ジョゼと虎と魚たち
2020年最後に観た映画は本作になりました。
映画館の予告で流れるビジュアルが綺麗だったのと、主題歌を担当するEveの曲をここ2年くらいでかなり聴くようになったので、結構長い間楽しみにしていた作品。
趣味の絵と本と想像の中で、自分の世界を生きるジョゼ。
幼いころから車椅子の彼女は、ある日、危うく坂道で転げ落ちそうになったところを、大学生の恒夫に助けられる。海洋生物学を専攻する恒夫は、メキシコにしか生息しない幻の魚の群れを
いつかその目で見るという夢を追いかけながら、バイトに明け暮れる勤労学生。そんな恒夫にジョゼとふたりで暮らす祖母・チヅは、あるバイトを持ち掛ける。
それはジョゼの注文を聞いて、彼女の相手をすること。
しかしひねくれていて口が悪いジョゼは恒夫に辛辣に当たり、
恒夫もジョゼに我慢することなく真っすぐにぶつかっていく。
そんな中で見え隠れするそれぞれの心の内と、縮まっていくふたりの心の距離。
その触れ合いの中で、ジョゼは意を決して夢見ていた外の世界へ
恒夫と共に飛び出すことを決めるが……。
鑑賞前のイメージ通りビジュアル的な点数がかなり高い。絵本奈央さんによるキャラデザにボンズの作画、コンセプトデザインにloundrawまで噛んでるとあって、視覚的には申し分ない作品でした。

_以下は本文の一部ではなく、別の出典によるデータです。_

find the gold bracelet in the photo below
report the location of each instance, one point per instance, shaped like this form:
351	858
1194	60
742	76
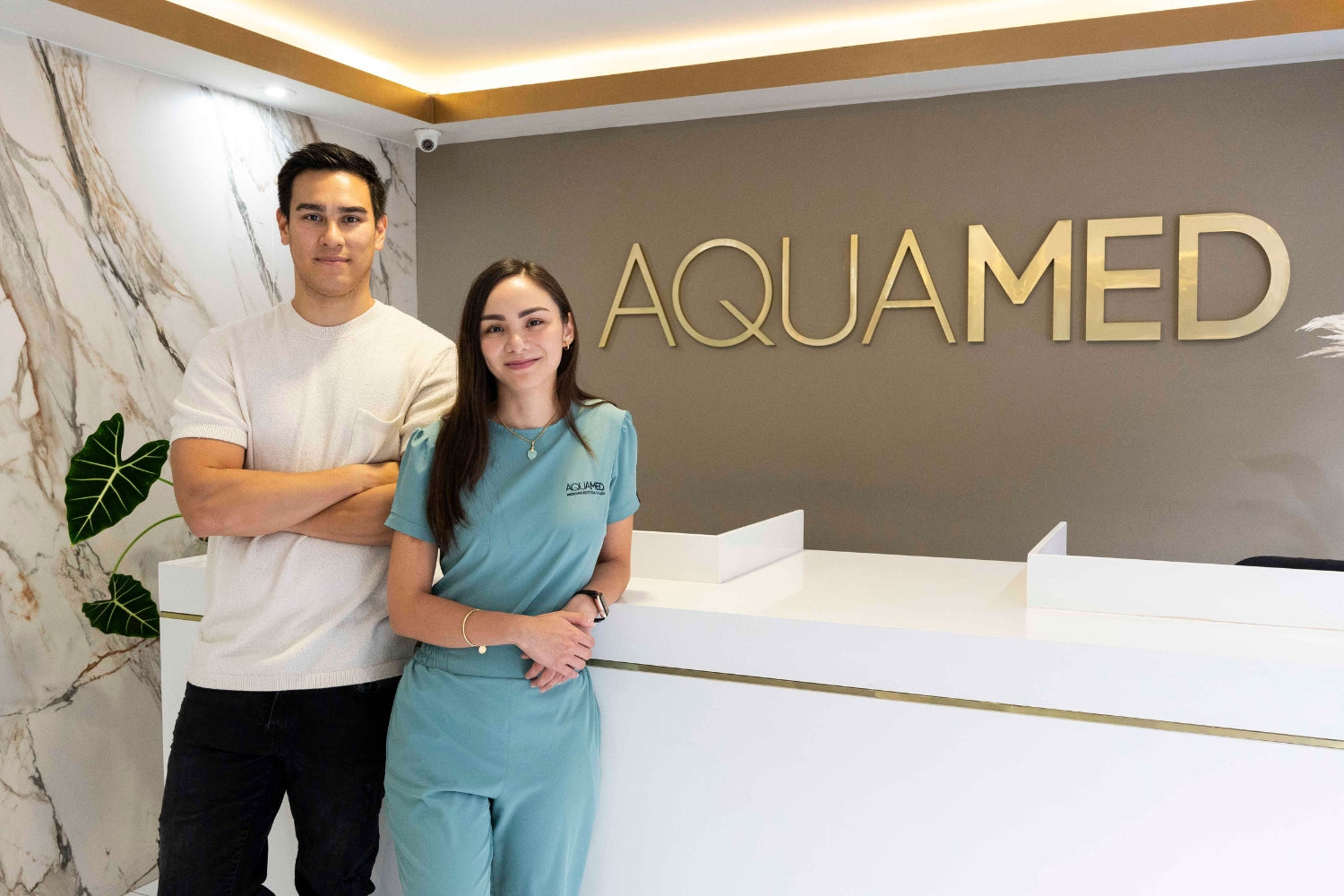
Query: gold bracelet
478	648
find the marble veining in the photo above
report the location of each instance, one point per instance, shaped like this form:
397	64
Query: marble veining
136	212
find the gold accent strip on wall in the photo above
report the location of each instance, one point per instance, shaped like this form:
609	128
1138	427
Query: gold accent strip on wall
1128	721
1051	40
233	42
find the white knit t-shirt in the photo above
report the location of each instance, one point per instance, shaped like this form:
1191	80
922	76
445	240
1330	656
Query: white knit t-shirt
288	611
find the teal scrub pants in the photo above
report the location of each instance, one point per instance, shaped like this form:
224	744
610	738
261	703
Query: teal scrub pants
491	783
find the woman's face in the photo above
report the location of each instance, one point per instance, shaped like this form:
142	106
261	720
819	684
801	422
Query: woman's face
523	335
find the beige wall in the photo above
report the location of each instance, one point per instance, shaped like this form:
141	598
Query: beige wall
909	445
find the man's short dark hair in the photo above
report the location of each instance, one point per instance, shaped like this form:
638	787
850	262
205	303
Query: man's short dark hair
331	158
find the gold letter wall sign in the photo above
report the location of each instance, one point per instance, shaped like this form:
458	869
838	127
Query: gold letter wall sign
1099	280
752	328
854	297
983	254
1187	276
636	260
908	245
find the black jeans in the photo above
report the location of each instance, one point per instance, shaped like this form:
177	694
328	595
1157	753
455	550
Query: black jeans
236	754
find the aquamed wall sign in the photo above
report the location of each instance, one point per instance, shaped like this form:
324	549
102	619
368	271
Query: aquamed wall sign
983	254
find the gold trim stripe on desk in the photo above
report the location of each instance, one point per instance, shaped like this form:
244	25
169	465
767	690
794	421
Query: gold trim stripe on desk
932	700
900	696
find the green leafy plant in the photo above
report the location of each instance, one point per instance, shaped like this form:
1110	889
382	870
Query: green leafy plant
101	490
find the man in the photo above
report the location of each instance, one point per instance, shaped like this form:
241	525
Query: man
284	452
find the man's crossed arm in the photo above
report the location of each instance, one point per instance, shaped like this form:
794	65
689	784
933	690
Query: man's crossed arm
217	495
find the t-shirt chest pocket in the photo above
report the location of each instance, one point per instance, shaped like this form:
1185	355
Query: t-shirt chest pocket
373	440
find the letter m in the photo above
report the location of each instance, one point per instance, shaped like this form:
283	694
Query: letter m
981	253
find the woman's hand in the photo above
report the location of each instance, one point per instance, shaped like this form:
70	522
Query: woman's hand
558	643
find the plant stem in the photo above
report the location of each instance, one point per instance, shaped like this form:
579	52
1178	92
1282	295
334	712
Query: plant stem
175	516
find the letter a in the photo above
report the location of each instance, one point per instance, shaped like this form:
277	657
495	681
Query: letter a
909	245
656	308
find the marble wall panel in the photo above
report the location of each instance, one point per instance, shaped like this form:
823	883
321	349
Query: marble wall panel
136	212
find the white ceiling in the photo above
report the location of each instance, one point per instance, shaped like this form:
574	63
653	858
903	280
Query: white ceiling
99	37
449	46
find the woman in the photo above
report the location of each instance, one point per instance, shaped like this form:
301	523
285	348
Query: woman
527	485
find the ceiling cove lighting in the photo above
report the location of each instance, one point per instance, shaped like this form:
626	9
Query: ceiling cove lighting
929	21
798	34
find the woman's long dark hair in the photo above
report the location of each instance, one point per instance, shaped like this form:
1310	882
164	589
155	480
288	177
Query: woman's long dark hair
464	443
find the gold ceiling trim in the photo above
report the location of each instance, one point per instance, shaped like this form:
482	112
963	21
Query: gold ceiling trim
231	42
1018	710
1051	40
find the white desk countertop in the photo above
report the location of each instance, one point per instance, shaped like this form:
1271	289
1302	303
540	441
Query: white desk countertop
961	629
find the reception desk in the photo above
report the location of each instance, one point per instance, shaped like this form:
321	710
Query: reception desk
855	723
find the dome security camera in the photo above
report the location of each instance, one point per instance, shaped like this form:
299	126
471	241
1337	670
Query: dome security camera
427	139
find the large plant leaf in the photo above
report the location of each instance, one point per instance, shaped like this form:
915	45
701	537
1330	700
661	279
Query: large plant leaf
101	487
129	610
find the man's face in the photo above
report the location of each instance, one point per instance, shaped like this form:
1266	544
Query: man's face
331	233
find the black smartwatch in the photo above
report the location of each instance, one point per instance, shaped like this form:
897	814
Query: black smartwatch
597	599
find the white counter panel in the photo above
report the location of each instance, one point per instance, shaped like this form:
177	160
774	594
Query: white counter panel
785	793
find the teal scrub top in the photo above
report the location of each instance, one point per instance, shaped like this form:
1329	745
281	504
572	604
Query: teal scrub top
534	527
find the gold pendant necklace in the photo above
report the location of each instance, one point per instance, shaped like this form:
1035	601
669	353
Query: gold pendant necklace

主人公の恒夫に海との接点を、ジョゼに人魚姫のイメージを持たせて空想の海中や、実際の海のシーンを描写してるのも自分たちの強みを分かっているなあと感心しました。
特筆すべきはジョゼの描写がとにかく可愛らしい点。序盤ひねくれて口が悪いだけだった彼女が恒夫に外の世界に連れ出してもらい、様々なことを経験する中で徐々に表情を輝かせていくのは観ててすごく気持ちよかった。後述する原作小説や実写でもジョゼに対してこのような描き方はされていなかったので、アニメ版ならではの特徴かなと思います。
祖母に「外の世界も悪くない」と言ったりお洒落しはじめたりと、ひょんな出会いから彼女の世界が変わっていったことが伝わってきて良かった。こういう話には弱い。
一方で、ジョゼと恒夫の純愛ものと考えればまぁ満足できるストーリーだと思うのですが、それ以外の部分を描くにあたって、何というか過剰に毒抜きされている印象を受けました。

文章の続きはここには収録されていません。